Does Cafe Noise Strengthen the Brain?

I wrote about Boing Boing the other day, and they send us another good one today. They report on Bart Kosko's new book, Noise, in which he argues that working against background noise can strengthen your mind by making you concentrate more. I am writing this from a café with classical music in the background, and conversation going on around me.

On the other hand, I heard on NPR the other day that kids who try to do homework with the television on do much worse at remembering what they have read. I listened to the NPR story as background to reading the newspaper and eating breakfast. I remember the NPR story. But I couldn't tell you what I read in the paper.

I find that I like café noise for reading and writing. I do not like television or music with words, though – it is too hard for me not to pay attention to the meaning of the words.

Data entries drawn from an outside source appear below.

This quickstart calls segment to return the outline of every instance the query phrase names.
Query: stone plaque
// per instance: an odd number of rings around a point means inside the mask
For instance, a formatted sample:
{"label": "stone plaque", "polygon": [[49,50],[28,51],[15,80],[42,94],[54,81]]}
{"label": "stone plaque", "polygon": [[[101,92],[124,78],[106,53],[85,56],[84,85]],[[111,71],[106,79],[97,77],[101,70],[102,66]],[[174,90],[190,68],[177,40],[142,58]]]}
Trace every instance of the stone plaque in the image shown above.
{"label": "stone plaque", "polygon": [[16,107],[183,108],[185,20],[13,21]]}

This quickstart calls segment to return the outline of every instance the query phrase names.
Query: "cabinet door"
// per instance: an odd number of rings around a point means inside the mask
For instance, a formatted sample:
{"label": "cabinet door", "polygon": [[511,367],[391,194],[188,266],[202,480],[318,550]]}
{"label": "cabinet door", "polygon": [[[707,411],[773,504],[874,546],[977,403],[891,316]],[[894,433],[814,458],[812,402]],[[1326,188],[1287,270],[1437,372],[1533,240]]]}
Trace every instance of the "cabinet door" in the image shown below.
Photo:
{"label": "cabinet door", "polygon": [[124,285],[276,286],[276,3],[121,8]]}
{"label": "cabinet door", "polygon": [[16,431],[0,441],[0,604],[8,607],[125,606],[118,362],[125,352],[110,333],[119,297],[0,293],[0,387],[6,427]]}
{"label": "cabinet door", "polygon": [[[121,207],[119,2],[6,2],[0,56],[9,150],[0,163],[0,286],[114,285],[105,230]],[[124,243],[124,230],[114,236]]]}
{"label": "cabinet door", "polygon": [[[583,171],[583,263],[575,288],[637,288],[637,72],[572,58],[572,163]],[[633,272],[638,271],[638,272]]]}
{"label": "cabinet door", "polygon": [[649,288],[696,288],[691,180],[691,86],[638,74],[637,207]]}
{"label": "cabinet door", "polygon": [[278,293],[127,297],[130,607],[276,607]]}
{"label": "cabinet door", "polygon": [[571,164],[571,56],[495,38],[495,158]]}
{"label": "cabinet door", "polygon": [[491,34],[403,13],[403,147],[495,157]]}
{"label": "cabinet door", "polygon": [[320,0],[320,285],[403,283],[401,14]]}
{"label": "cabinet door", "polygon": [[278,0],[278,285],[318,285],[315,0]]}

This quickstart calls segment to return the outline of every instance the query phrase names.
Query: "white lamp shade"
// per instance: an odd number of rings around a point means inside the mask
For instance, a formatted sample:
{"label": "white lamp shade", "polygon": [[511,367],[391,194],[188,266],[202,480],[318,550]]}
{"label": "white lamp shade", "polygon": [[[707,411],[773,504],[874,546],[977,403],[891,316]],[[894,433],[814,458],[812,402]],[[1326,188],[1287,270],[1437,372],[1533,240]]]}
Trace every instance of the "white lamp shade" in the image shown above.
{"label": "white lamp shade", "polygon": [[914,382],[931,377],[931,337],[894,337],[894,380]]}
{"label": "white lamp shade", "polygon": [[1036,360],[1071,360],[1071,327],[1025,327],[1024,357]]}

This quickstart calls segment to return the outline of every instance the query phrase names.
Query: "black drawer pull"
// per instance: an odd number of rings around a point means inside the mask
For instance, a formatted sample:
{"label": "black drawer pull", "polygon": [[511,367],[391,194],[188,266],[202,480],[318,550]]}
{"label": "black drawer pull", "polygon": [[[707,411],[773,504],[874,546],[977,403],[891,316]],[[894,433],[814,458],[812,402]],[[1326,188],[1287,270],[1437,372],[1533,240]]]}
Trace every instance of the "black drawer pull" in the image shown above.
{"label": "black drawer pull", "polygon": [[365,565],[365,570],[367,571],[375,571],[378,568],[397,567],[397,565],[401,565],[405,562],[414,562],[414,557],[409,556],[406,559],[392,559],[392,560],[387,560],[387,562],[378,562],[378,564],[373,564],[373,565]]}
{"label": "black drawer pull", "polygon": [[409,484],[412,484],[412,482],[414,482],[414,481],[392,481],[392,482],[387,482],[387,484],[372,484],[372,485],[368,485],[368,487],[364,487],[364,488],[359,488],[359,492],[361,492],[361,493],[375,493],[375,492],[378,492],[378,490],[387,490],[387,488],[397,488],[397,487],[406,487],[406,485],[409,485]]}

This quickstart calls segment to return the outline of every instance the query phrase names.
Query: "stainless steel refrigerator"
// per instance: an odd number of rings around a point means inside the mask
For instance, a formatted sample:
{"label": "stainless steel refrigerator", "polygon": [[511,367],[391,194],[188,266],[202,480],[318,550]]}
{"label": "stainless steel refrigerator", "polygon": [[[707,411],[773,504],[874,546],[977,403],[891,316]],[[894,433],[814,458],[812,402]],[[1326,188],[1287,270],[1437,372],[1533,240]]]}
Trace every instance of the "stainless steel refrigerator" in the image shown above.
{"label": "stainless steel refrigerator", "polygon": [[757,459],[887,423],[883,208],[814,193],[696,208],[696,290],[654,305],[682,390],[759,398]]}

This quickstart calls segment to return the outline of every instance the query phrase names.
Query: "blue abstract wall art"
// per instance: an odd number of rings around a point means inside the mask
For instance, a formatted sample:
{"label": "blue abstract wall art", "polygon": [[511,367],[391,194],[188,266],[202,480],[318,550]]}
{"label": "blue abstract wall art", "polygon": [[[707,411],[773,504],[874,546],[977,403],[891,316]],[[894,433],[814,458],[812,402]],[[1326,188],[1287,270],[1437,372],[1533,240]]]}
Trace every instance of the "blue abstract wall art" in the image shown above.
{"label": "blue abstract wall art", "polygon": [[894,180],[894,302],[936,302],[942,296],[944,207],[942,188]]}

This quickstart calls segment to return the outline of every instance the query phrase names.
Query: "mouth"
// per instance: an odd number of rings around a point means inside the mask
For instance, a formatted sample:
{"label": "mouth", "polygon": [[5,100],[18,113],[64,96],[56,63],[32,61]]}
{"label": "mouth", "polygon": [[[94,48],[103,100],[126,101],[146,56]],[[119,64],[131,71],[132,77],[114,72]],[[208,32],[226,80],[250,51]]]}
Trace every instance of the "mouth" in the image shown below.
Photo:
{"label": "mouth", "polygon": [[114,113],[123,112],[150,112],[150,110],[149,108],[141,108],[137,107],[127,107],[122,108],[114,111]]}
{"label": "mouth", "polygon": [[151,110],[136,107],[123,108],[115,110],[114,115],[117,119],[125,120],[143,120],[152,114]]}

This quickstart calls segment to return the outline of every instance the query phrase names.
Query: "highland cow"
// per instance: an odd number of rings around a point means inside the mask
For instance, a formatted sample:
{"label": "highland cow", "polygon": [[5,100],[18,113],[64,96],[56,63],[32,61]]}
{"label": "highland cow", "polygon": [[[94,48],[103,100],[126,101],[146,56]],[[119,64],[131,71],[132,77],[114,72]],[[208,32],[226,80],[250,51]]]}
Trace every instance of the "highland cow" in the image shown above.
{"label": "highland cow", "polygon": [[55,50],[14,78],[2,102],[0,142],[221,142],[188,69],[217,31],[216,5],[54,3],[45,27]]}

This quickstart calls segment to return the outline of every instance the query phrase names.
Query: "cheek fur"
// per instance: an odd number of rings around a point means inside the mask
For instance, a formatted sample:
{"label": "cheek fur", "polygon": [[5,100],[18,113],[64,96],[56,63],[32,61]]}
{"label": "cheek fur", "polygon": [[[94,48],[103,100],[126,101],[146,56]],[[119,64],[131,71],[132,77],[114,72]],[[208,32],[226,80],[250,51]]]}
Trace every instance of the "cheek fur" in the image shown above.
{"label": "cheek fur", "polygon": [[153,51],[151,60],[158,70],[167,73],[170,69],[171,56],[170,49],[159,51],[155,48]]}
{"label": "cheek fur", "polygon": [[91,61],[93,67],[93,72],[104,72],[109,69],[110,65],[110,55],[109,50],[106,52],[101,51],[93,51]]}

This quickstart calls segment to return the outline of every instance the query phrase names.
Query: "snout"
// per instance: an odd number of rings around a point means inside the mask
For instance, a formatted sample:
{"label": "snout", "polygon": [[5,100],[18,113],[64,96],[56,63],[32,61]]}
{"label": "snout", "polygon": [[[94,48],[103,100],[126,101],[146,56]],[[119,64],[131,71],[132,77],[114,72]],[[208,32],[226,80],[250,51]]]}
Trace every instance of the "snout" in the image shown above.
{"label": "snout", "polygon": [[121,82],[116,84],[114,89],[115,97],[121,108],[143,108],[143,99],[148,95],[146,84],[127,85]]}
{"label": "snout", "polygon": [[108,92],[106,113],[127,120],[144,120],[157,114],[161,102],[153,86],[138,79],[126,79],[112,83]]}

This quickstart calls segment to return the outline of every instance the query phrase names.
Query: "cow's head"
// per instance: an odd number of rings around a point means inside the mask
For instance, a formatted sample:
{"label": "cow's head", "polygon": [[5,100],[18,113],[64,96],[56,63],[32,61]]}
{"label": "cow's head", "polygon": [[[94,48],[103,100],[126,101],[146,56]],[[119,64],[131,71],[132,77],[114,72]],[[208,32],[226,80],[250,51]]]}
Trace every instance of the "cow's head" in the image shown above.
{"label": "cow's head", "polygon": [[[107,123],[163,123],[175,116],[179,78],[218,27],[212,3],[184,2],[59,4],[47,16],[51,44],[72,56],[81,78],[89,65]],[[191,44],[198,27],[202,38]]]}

Of course, I am often surprised at how often people tell me about songs they really like, but they can't tell me what the words are. Sometimes they have even memorized the words enough to sing them, but have never really thought about what they mean.

So maybe I am weird. Or maybe this is another knowledge class culture detail. Cafés yes; t.v. no.

5 comments:

Mark Smith said...

I'd rather work with headphones on at work with my favorite music (iPod on random shuffle) rather than hear my co-workers.

My co-workers distract me. The music relaxes me. The music makes me more efficient than silence.

Gruntled said...

How do you concentrate on the words of your work, and not engage with the words of the songs? What part of the music are you listening to? Does it work because your shuffler only contains songs you already know?

Mark Smith said...

Um... I don't know?

Maybe it's because I grew up with lots of distractions - TV, radio on all the time, etc. I used to do homework with the stereo on.

Never had a problem tuning things out. I think it's a matter of background noise. Individual voices talking about subjects that are close to what I'm working on or what's important to me distract me. Music that has nothing to do with it is a pleasant alternative.

Gruntled said...

There may be something deep about how the brain works that I don't get here.

Mark Smith said...

Or my brain doesn't work like everybody else's.

Although most of my under-50 IT colleagues do the same thing.